My heart knows why I am here.
“That my joy may be in you, and your joy may be complete.”
La alegrίa. That’s Spanish for joy. Now I understand. A joy no one can take from you.
That would be me.
For six weeks in Bolivia. I was a stranger at someone else’s table. Living with a family I didn’t know. In a country where I could barely speak the language. In the midst of a different culture. Where everything looked, smelled, and tasted different.
It didn’t take long to realize, “I’m not in Kansas anymore.” Or Virginia.
Or anywhere that even resembled the home I knew. Everything felt different. And I felt so alone.

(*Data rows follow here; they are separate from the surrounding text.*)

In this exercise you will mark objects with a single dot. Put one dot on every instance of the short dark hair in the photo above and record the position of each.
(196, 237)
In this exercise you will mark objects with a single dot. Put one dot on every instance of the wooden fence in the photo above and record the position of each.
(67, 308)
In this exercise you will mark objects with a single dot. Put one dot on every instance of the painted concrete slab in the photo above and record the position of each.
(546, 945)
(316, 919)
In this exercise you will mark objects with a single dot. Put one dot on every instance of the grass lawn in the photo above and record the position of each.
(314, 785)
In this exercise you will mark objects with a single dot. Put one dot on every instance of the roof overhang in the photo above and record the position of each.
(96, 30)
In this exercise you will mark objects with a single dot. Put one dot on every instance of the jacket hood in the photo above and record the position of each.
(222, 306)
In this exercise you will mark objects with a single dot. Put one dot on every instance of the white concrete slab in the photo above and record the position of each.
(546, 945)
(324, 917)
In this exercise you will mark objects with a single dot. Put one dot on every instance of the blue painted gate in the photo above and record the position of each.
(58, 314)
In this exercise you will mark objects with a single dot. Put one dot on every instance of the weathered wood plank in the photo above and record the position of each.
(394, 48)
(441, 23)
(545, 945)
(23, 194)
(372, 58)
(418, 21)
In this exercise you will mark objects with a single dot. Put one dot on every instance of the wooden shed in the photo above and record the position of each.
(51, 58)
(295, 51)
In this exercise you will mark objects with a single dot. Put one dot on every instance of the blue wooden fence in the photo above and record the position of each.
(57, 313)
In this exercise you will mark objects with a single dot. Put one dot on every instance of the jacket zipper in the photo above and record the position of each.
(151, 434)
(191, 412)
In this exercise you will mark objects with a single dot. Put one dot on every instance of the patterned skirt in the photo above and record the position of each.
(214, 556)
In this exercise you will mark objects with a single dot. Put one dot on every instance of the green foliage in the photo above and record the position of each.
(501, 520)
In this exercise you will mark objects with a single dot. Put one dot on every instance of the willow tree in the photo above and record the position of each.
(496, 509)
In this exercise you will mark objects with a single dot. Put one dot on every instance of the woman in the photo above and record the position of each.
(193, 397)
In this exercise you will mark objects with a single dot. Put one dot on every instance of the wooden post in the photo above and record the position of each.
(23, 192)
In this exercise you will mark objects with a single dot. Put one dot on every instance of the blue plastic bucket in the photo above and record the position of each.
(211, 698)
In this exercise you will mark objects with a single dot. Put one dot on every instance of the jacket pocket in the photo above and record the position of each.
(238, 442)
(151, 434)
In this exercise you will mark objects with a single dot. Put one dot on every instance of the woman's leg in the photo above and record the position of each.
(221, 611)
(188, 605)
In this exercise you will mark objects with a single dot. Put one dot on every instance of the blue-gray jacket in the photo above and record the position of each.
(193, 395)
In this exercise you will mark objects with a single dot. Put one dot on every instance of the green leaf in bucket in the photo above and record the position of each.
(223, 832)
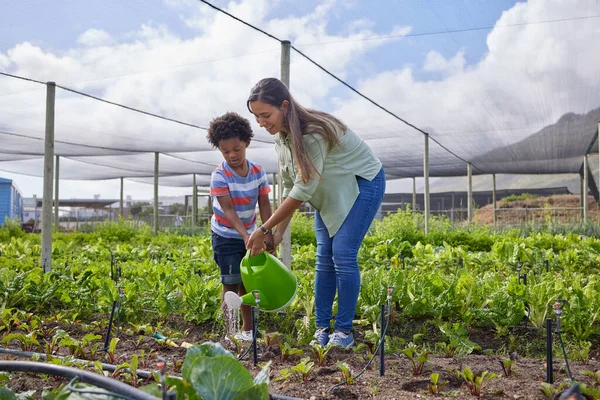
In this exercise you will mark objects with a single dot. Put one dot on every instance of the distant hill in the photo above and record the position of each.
(546, 152)
(555, 148)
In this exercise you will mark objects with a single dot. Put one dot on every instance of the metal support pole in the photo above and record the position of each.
(46, 253)
(275, 192)
(469, 193)
(494, 197)
(581, 197)
(585, 188)
(121, 200)
(414, 193)
(155, 227)
(254, 310)
(56, 177)
(286, 243)
(426, 183)
(194, 201)
(382, 347)
(549, 375)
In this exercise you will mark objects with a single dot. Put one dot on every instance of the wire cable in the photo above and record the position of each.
(108, 101)
(71, 388)
(448, 31)
(130, 108)
(22, 78)
(383, 332)
(339, 80)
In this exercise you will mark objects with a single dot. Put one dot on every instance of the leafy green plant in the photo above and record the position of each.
(285, 375)
(26, 342)
(288, 351)
(436, 386)
(304, 368)
(458, 339)
(594, 375)
(507, 365)
(417, 357)
(347, 373)
(112, 348)
(476, 384)
(320, 353)
(211, 372)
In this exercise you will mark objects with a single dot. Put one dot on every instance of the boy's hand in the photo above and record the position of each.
(256, 243)
(269, 243)
(277, 238)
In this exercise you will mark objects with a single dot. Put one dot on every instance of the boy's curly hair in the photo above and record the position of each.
(227, 126)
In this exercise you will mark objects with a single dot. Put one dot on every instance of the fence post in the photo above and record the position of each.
(469, 193)
(426, 183)
(286, 243)
(46, 253)
(494, 196)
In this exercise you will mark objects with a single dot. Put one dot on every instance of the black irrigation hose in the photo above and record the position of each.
(84, 376)
(562, 345)
(105, 367)
(71, 388)
(383, 332)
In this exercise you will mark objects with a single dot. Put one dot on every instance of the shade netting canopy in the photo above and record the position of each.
(526, 102)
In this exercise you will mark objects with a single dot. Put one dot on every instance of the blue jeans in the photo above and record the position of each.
(228, 254)
(337, 257)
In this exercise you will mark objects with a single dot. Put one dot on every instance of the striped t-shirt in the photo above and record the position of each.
(244, 192)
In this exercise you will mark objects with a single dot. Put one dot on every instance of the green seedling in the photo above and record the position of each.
(507, 364)
(347, 373)
(304, 368)
(476, 384)
(594, 375)
(435, 386)
(320, 353)
(447, 349)
(26, 342)
(284, 375)
(288, 351)
(110, 352)
(417, 357)
(272, 339)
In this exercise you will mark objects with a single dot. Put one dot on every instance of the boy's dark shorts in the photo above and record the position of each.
(228, 254)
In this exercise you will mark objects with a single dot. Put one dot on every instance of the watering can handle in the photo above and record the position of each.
(246, 261)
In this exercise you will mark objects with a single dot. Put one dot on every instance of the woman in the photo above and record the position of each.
(325, 163)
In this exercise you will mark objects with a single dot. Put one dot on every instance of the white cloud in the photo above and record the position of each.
(530, 76)
(154, 69)
(94, 37)
(435, 62)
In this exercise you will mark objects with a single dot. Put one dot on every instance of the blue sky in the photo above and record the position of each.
(56, 26)
(181, 59)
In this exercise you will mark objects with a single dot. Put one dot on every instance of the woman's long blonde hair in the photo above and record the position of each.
(298, 121)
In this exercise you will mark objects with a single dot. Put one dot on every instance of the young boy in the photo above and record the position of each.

True, that was months ago. But the memory of those feelings has stayed with me.
I actually think the mother of the house where I was living in Bolivia had a preconceived image of me as an American. And maybe she had a little attitude too.

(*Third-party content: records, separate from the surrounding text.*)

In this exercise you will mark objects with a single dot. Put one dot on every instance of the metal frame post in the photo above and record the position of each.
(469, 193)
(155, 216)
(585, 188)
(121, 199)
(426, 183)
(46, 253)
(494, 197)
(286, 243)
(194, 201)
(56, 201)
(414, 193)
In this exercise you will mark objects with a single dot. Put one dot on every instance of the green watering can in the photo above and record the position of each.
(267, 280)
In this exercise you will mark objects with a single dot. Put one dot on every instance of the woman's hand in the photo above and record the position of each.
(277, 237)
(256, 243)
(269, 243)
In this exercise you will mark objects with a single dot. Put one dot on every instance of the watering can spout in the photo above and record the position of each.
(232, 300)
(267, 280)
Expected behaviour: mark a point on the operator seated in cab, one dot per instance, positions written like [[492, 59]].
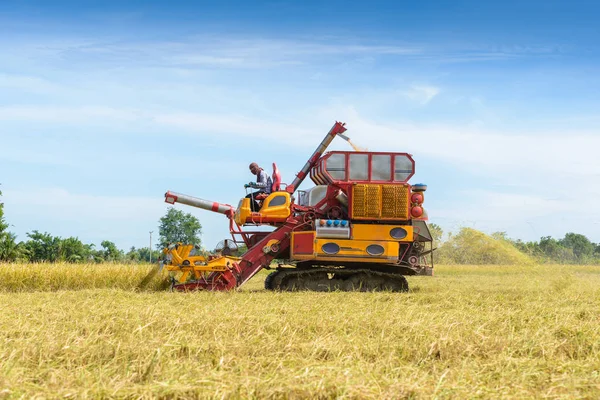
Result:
[[263, 184]]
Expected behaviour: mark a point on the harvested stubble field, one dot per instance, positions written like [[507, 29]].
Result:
[[469, 332]]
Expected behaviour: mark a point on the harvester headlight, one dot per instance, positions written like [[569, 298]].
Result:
[[416, 211], [375, 249], [417, 198], [398, 233], [330, 248]]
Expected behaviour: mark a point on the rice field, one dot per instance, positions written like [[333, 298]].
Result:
[[88, 331]]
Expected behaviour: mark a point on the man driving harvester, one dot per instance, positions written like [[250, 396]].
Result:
[[263, 184]]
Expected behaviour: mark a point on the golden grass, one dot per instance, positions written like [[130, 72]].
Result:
[[468, 332]]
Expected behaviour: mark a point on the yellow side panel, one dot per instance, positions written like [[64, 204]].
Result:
[[386, 202], [379, 232], [394, 202], [277, 205], [354, 251], [243, 212]]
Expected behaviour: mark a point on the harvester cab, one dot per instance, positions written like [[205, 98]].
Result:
[[361, 227], [275, 207]]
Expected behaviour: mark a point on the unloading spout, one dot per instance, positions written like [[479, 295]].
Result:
[[173, 197]]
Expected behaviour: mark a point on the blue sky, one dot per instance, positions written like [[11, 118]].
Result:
[[104, 106]]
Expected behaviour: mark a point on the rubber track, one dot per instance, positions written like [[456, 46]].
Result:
[[275, 279]]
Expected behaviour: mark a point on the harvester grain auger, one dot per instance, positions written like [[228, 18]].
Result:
[[362, 227]]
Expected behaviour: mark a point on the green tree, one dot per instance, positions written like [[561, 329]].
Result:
[[145, 254], [3, 223], [43, 247], [133, 255], [73, 250], [111, 252], [177, 226], [9, 249], [581, 245]]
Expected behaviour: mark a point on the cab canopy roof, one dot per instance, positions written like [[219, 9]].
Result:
[[362, 167]]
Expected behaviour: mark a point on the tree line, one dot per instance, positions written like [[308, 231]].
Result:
[[174, 226], [471, 246], [466, 246]]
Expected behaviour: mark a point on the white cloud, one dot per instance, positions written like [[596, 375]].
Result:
[[506, 155], [66, 114], [422, 94]]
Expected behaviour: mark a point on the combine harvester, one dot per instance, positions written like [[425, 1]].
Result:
[[362, 227]]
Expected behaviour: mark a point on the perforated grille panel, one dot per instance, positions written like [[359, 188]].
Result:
[[394, 202], [371, 201]]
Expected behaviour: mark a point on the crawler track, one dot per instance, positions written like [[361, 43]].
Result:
[[332, 279]]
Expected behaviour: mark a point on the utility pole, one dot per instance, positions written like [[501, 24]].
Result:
[[150, 248]]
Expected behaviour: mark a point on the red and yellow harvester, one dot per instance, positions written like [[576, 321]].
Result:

Now the tables are switched.
I’m the one with a little attitude toward foreigners.
You might find that surprising. After all, why would I travel so far from home to return to the U.S.-Mexico border to serve migrants and refugees if I had an attitude?
Truthfully, I’m happy to be back serving at the Nazareth migrant hospitality center. It feels right to be here.
I knew it the first day I walked through the door and was among “the people” again. I found myself smiling for no particular reason throughout the day.
Even though I never stopped moving from the moment I stepped inside the place. And was exhausted by the time I left.
The thing is, so many people are coming. More than I’d ever seen when I was serving here last year.
It’s not so easy to spot those in desperate need this time. It’s not black and white. If it ever was.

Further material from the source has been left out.